We investigated 16 symptoms of SARS-CoV-2 infection and found that cough and fever were the most common symptoms and that many other symptoms developed in addition to fever or cough. For example, sputum production always developed with cough and shortness of breath always developed with fever. Conversely, myalgia, rhinorrhea or nasal congestion, or diarrhea developed without cough or fever in some patients. Hence, cough, fever, myalgia, rhinorrhea or nasal congestion, and diarrhea were the screening criteria used to detect all cases of symptomatic and presymptomatic SARS-CoV-2 infections. Further studies with varied study populations are required to determine screening criteria with representative symptoms of COVID-19. Sputum production, chest discomfort, and the number of symptoms were associated with requiring supplemental oxygen in univariate analyses. Multivariate analyses are required to confirm whether sputum production, chest discomfort, and a large number of symptoms can predict poor prognosis of COVID-19.

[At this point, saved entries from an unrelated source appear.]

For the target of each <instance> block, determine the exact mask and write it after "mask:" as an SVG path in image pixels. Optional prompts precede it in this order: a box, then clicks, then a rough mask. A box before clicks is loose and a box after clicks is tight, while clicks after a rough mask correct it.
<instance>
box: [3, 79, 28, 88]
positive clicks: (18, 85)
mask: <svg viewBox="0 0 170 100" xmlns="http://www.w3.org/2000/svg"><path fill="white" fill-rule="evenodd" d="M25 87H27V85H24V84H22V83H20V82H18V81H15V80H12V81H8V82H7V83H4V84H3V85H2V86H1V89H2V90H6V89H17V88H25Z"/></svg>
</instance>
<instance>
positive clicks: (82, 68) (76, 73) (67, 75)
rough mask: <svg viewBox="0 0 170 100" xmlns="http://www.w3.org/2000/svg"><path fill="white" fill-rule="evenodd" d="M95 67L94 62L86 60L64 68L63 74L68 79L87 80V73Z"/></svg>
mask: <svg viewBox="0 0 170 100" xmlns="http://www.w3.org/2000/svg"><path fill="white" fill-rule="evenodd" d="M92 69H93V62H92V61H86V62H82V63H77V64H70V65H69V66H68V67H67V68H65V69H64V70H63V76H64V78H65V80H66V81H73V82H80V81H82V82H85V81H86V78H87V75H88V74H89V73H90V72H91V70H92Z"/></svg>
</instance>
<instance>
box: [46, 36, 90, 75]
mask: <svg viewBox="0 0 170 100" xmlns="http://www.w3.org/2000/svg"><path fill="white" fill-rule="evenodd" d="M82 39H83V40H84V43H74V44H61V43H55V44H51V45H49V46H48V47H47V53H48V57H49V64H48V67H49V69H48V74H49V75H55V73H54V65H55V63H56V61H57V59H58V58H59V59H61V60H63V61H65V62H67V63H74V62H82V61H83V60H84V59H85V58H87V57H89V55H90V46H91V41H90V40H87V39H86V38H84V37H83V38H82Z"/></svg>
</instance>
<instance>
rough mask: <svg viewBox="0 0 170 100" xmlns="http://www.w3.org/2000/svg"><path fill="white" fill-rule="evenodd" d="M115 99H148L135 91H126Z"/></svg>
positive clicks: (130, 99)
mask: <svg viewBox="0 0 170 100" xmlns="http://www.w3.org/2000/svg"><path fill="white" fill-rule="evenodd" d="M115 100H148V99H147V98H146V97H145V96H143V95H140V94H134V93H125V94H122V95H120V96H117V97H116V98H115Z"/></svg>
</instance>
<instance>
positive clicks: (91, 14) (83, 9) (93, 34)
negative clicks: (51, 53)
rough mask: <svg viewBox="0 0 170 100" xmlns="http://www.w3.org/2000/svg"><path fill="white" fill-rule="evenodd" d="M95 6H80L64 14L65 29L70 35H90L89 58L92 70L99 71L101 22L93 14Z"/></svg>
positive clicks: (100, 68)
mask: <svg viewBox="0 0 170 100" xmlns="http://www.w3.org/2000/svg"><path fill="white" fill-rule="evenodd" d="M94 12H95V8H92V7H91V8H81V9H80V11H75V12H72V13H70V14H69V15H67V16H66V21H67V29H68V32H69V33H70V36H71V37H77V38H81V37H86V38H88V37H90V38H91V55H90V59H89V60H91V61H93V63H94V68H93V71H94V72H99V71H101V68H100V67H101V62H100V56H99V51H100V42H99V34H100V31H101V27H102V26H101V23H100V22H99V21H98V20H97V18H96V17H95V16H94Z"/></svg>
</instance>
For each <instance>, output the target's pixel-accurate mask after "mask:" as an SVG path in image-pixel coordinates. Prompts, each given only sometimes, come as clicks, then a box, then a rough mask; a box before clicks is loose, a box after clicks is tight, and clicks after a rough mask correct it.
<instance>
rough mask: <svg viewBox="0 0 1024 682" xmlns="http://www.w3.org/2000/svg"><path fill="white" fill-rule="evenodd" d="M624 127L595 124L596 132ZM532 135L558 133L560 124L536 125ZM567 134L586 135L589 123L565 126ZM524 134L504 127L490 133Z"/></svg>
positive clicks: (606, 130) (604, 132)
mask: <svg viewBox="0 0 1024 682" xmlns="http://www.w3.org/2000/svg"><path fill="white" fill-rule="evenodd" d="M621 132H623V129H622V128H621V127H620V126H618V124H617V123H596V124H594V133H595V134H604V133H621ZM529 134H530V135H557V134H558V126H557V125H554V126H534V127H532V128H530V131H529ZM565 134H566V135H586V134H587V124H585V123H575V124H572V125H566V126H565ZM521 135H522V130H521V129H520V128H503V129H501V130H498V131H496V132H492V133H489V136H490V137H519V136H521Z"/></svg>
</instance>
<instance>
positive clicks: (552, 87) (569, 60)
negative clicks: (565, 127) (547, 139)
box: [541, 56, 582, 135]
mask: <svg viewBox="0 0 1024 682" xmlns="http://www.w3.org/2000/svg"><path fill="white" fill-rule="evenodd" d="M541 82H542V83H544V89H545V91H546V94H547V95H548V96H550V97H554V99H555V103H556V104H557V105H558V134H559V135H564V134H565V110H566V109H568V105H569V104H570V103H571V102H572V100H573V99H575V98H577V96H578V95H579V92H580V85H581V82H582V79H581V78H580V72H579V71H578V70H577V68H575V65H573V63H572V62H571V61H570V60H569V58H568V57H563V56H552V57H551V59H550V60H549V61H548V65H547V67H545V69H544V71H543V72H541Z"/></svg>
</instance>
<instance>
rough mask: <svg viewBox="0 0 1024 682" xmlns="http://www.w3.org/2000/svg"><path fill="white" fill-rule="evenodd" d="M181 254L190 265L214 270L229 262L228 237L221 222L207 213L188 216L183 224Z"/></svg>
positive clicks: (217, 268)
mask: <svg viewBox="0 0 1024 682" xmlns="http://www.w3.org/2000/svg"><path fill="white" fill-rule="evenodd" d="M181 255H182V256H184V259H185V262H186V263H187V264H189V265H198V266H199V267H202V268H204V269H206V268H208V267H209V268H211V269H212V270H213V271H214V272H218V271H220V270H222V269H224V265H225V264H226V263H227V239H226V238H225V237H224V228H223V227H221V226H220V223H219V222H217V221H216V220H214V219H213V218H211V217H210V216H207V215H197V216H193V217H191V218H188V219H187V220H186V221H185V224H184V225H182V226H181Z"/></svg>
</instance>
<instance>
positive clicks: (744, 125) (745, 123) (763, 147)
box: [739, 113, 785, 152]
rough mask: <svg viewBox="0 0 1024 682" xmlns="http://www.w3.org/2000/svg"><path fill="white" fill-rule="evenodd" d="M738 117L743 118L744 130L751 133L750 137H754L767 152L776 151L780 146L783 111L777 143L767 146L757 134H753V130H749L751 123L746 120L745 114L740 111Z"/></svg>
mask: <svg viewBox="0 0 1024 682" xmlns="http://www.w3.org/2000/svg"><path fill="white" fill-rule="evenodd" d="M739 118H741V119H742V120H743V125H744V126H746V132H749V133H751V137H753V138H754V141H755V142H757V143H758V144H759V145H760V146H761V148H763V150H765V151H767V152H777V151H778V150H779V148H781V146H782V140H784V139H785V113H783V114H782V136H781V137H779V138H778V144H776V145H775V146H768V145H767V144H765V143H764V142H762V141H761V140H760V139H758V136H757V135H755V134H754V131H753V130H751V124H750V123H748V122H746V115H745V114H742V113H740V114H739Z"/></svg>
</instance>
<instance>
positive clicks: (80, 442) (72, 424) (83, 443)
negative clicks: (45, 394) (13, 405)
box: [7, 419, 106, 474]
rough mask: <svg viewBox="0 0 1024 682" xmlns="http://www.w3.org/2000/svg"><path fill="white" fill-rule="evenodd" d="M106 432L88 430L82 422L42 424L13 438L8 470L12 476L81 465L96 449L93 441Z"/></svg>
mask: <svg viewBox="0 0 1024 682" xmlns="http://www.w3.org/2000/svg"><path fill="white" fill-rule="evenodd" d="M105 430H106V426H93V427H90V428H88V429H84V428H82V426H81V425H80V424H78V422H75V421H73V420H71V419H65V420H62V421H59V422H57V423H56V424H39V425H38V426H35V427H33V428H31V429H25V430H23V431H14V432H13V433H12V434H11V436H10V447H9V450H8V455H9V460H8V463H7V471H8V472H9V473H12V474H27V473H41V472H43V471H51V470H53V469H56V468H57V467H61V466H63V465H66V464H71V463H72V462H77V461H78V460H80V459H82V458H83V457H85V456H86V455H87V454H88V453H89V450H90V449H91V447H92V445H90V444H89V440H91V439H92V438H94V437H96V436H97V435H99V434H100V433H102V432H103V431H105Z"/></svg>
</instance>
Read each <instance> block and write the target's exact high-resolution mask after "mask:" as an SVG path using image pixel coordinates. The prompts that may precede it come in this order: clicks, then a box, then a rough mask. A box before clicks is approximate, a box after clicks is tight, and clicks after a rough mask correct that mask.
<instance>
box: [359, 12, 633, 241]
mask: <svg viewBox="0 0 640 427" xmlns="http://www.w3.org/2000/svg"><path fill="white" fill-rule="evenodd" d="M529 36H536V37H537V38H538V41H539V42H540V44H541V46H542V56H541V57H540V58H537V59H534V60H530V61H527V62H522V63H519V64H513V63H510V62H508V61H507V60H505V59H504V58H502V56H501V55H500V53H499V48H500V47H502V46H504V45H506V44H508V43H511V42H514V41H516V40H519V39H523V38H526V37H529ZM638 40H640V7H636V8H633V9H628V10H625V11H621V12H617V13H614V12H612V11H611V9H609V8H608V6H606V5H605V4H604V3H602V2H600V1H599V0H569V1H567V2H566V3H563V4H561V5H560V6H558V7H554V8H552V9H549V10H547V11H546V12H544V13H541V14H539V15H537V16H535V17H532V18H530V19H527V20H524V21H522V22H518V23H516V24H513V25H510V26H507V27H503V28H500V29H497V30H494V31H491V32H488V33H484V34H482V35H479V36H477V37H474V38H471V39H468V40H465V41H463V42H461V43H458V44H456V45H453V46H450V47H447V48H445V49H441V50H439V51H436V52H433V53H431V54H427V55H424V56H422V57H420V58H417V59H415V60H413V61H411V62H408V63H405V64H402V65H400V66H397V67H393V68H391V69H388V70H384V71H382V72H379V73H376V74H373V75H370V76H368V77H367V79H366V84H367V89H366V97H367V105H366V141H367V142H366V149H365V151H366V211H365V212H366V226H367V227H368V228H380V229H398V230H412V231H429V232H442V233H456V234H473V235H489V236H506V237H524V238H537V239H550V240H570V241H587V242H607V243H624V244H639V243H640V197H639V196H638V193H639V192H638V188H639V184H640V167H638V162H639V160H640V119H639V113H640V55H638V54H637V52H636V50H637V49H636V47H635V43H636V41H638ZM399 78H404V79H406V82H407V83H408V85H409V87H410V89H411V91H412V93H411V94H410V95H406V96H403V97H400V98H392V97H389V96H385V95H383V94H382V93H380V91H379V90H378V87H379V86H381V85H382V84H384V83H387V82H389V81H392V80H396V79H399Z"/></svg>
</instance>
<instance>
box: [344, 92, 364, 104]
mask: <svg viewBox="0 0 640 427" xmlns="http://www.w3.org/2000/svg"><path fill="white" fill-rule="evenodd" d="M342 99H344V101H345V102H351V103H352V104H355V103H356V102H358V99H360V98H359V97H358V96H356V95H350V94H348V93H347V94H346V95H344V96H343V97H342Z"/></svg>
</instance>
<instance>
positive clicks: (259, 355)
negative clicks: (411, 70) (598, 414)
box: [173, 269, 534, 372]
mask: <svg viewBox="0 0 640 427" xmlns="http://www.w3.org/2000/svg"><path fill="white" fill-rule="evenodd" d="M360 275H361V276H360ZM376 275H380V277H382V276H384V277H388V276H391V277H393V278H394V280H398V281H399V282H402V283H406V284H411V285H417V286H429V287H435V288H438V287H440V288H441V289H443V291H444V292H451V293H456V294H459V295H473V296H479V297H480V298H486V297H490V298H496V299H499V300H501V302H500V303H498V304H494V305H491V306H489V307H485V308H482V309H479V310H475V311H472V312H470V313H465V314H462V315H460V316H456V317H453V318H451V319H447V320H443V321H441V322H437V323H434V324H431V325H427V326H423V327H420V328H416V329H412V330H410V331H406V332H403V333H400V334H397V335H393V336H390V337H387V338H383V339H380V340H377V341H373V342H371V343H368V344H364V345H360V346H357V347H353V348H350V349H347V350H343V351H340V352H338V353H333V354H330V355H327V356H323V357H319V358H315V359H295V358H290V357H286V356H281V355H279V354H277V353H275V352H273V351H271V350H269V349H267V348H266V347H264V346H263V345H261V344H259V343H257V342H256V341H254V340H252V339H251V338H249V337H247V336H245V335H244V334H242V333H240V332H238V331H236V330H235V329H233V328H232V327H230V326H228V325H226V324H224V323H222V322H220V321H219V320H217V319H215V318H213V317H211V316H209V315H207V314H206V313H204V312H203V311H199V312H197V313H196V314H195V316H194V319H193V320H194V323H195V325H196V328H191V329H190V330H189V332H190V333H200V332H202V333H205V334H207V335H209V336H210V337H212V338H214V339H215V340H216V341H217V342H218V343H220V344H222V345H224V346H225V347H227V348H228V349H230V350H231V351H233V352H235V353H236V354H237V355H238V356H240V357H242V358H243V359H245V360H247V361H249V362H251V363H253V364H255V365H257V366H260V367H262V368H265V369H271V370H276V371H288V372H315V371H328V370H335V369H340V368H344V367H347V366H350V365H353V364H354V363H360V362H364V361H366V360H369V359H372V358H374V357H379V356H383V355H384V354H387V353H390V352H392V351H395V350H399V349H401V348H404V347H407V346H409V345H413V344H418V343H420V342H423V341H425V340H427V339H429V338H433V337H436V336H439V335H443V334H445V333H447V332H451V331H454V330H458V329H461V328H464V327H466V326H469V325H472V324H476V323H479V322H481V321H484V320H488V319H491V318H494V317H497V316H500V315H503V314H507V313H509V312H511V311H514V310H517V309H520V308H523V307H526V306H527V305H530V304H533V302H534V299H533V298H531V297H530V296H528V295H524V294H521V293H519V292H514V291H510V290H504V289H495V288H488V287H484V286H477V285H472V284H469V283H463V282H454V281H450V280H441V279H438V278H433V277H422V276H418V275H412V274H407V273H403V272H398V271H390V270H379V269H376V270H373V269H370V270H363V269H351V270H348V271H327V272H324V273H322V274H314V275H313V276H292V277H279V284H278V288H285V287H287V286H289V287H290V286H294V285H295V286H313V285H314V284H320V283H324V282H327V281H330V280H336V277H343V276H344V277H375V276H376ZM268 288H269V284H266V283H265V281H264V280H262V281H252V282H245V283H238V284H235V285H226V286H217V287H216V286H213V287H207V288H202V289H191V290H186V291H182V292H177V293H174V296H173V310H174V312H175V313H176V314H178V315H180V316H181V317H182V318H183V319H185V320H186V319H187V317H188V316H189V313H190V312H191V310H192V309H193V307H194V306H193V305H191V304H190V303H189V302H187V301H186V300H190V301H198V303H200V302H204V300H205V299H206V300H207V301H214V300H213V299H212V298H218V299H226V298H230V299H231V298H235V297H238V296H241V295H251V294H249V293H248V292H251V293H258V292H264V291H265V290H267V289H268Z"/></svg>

This study has several advantages. First, data were collected from manual medical record reviews and an electronic health record database, thus providing more detailed patient information. Second, we used varied data sources including epidemiological and clinical data identified by a preventive medicine specialist who interviewed all patients, resulting in highly qualified and sufficient information. Finally, we monitored all patients including readmitted patients until they were discharged. Therefore, it was possible to perform continued observation of the natural course of COVID-19.
However, this study has several limitations. First, given the limited number of cases, it was difficult to compare variables using multivariable-adjusted methods. Second, we could only estimate the incubation period for 63% (25/40) of the patients and could not estimate it for the imported cases. The uncertainty of the exact dates might have affected our assessment. Third, we did not have information about the loss of taste or smell as symptoms of COVID-9.
26 There was limited information on the loss of taste or smell as symptoms of COVID-9 in February and March, 2020 when most patients with COVID-19 in this study were hospitalized. Hence, patients’ history of taste or smell was not taken at admission. If loss of taste or smell was included in our screening criteria, the prevalence of asymptomatic SARS-CoV-2 infection might have been < 5% in the present study. Finally, we only investigated the presence of symptoms and did not consider the severity of symptoms. Hence, if a symptom is mild, the clinical importance of the symptom is not clear.
In this case series, we found that the prevalence of asymptomatic SARS-CoV-2 infection was 5%, which is much lower than those previously reported. This finding suggests that the careful investigation of symptom history and follow-up should be performed to detect SARS-CoV-2 infections. Cough, fever, myalgia, rhinorrhea or nasal congestion, and diarrhea were the screening criteria used to cover all symptoms of SARS-CoV-2 infection. Further evaluation with varied study populations is required to create representative screening criteria for COVID-19.